According to figures released by the Executive, there was a 2 per cent
increase in overall NHS activity this year compared to last winter.
Trevor Jones, chief executive of the NHS in Scotland, said: “This year
probably had the best- ever planning between the NHS and all the
partner agencies, particularly social work departments, and I must say
that it really worked very well indeed.
“Whilst we did not have a major flu outbreak within the NHS, the
activity was almost the same as last year but the system was able to
cope much better than in the past.”
However, he warned against complacency and said planning for this
winter was already underway.
Jones said the recent spell of severe weather, which resulted in
blocked roads across the country and homes without power, had seen some
health service staff working triple shifts in hospital.
He said: “We wouldn’t encourage working so many extra shifts but the
NHS staff responded to the additional need.”
Preperation for this winter is underway, and health boards will be
required to have their final plans for the additional demand in place
by September.
Deacon is writing to staff in the NHS to thank them for their efforts.

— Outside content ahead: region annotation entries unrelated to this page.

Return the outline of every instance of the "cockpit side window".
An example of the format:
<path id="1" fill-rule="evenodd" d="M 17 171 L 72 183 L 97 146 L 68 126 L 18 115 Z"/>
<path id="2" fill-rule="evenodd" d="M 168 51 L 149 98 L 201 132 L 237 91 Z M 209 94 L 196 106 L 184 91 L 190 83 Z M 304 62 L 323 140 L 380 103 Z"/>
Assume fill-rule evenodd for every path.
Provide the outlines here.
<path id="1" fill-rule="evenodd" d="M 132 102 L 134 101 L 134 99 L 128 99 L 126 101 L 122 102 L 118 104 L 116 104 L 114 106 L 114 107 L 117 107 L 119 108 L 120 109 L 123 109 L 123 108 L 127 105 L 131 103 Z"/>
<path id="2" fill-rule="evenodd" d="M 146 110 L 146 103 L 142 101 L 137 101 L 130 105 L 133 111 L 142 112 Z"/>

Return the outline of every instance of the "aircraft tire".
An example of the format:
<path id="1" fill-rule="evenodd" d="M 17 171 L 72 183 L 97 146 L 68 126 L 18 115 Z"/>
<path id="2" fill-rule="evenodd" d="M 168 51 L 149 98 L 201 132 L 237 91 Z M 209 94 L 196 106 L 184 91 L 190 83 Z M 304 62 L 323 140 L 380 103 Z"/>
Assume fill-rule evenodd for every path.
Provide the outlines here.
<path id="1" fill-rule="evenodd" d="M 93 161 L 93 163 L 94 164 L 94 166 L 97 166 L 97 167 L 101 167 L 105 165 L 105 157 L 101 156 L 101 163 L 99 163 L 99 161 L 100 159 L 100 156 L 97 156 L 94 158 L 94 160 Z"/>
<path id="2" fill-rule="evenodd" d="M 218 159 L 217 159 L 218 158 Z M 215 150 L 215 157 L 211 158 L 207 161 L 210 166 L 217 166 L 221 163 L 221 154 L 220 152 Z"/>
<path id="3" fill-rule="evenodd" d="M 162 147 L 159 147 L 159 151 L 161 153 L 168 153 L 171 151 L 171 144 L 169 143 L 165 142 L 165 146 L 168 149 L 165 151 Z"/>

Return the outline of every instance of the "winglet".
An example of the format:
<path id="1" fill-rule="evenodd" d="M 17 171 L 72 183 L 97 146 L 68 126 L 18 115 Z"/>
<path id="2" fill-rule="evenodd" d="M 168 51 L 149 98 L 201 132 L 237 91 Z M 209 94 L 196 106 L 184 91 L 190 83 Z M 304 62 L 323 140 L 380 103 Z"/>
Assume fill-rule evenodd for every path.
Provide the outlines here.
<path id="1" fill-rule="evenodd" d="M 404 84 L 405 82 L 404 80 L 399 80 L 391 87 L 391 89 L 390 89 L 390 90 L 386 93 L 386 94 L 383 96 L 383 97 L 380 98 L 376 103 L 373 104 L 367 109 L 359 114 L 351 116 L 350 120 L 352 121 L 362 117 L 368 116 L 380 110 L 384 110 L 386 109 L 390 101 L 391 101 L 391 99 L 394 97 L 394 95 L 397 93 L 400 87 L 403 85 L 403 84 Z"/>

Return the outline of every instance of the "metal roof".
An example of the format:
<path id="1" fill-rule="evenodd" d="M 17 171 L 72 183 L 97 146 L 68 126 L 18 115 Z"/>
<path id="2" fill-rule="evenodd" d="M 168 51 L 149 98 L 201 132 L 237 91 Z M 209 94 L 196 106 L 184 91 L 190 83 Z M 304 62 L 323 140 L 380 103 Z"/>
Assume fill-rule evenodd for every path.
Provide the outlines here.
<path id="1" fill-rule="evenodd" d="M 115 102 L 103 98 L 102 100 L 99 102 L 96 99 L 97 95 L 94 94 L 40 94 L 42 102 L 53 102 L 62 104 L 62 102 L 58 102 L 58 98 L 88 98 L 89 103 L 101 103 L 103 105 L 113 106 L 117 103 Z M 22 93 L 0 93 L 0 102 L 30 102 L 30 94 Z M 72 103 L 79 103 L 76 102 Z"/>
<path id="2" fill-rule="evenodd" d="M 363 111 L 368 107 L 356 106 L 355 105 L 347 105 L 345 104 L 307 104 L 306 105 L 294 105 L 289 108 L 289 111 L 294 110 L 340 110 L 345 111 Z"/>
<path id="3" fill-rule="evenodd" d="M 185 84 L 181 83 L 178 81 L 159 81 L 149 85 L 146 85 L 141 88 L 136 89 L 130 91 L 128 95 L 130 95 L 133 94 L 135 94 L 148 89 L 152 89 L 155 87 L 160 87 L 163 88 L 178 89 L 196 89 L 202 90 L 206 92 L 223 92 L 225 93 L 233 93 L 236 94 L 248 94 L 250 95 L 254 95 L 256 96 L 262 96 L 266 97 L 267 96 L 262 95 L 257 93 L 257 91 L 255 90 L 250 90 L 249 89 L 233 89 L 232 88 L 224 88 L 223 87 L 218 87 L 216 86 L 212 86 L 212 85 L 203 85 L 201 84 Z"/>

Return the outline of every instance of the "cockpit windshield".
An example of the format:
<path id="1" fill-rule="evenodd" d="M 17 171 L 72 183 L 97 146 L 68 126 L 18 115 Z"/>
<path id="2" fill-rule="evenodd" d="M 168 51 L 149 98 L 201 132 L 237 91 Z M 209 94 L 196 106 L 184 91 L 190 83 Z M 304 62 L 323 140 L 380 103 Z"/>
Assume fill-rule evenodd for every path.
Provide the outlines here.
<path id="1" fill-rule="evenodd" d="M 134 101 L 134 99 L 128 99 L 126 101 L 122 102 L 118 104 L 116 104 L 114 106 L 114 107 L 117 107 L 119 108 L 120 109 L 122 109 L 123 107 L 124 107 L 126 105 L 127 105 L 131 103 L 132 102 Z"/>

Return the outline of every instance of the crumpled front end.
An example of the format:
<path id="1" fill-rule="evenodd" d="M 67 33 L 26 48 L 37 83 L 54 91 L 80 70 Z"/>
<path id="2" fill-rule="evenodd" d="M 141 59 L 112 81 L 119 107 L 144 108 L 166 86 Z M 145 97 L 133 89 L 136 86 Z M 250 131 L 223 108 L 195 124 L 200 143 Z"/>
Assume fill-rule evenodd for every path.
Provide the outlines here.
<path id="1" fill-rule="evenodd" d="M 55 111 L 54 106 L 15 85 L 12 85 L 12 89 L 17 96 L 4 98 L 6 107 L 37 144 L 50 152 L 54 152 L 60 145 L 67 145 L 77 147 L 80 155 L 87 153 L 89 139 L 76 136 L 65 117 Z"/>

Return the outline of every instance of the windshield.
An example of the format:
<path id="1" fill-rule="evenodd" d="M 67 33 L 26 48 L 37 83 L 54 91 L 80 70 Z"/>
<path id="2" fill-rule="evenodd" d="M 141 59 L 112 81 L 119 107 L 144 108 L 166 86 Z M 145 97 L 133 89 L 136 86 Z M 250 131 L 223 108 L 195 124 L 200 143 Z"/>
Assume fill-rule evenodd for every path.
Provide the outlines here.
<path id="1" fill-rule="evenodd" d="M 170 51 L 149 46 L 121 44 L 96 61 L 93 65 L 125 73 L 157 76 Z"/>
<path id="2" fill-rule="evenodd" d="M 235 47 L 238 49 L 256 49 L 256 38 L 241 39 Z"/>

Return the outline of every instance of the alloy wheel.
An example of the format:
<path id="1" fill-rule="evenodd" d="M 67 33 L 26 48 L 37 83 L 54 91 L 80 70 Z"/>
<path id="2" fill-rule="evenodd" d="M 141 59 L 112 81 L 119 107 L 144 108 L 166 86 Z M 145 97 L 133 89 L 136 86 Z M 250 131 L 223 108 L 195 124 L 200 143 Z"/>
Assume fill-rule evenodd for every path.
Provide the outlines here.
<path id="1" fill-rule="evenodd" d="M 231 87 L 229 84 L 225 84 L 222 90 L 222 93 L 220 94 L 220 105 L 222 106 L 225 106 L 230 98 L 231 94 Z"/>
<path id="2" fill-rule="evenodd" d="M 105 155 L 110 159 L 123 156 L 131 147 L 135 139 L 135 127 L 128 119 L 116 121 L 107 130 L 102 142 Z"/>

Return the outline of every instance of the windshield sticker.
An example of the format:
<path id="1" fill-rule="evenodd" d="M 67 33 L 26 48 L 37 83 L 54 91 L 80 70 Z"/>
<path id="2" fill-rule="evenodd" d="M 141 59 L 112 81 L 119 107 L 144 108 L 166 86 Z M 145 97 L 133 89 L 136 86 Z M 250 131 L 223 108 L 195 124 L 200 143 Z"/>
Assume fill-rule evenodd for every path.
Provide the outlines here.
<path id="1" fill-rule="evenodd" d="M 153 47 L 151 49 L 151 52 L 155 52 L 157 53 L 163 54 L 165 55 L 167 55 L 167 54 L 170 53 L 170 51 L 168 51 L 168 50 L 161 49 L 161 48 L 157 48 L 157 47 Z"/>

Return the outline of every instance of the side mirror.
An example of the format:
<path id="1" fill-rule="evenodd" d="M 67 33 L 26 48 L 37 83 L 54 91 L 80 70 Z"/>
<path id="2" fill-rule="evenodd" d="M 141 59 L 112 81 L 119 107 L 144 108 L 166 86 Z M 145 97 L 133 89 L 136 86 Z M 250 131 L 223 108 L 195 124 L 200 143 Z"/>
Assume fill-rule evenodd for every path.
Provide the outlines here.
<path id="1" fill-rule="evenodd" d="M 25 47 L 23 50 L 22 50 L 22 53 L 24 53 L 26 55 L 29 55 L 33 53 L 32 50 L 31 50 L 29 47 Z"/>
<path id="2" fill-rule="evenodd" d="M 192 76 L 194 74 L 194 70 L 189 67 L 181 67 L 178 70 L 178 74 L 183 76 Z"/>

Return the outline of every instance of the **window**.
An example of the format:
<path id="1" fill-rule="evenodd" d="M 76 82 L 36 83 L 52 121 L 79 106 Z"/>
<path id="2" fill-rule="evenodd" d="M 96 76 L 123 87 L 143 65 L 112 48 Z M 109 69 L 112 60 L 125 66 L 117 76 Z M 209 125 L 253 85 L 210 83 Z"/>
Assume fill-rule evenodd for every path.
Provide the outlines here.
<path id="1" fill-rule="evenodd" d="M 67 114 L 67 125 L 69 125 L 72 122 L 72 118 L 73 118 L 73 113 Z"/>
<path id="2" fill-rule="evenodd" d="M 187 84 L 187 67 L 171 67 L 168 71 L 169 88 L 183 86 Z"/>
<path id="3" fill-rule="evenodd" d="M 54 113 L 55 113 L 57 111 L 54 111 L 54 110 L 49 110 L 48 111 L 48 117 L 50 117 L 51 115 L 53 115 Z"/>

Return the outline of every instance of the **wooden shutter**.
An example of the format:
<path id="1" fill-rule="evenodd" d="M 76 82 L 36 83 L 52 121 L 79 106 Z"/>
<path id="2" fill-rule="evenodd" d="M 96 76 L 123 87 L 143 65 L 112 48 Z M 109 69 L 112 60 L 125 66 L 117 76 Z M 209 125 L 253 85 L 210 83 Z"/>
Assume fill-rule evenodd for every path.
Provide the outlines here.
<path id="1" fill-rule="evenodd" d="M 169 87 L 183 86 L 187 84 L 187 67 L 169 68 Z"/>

She said: “The fact is that none of these good results from this winter
could have been achieved without the major efforts of NHS staff.
“I really want to put on record my appreciation, on behalf of the
Scottish Executive, for all they have done in maintaining services.
“Extra resources will once again be available to the NHS staff. We will
be putting in more than £400m more in 2001-02 than in 2000-01.
“Much has been done to give the NHS the flexibility it needs. But there
is much more still to be done to make the service even better.”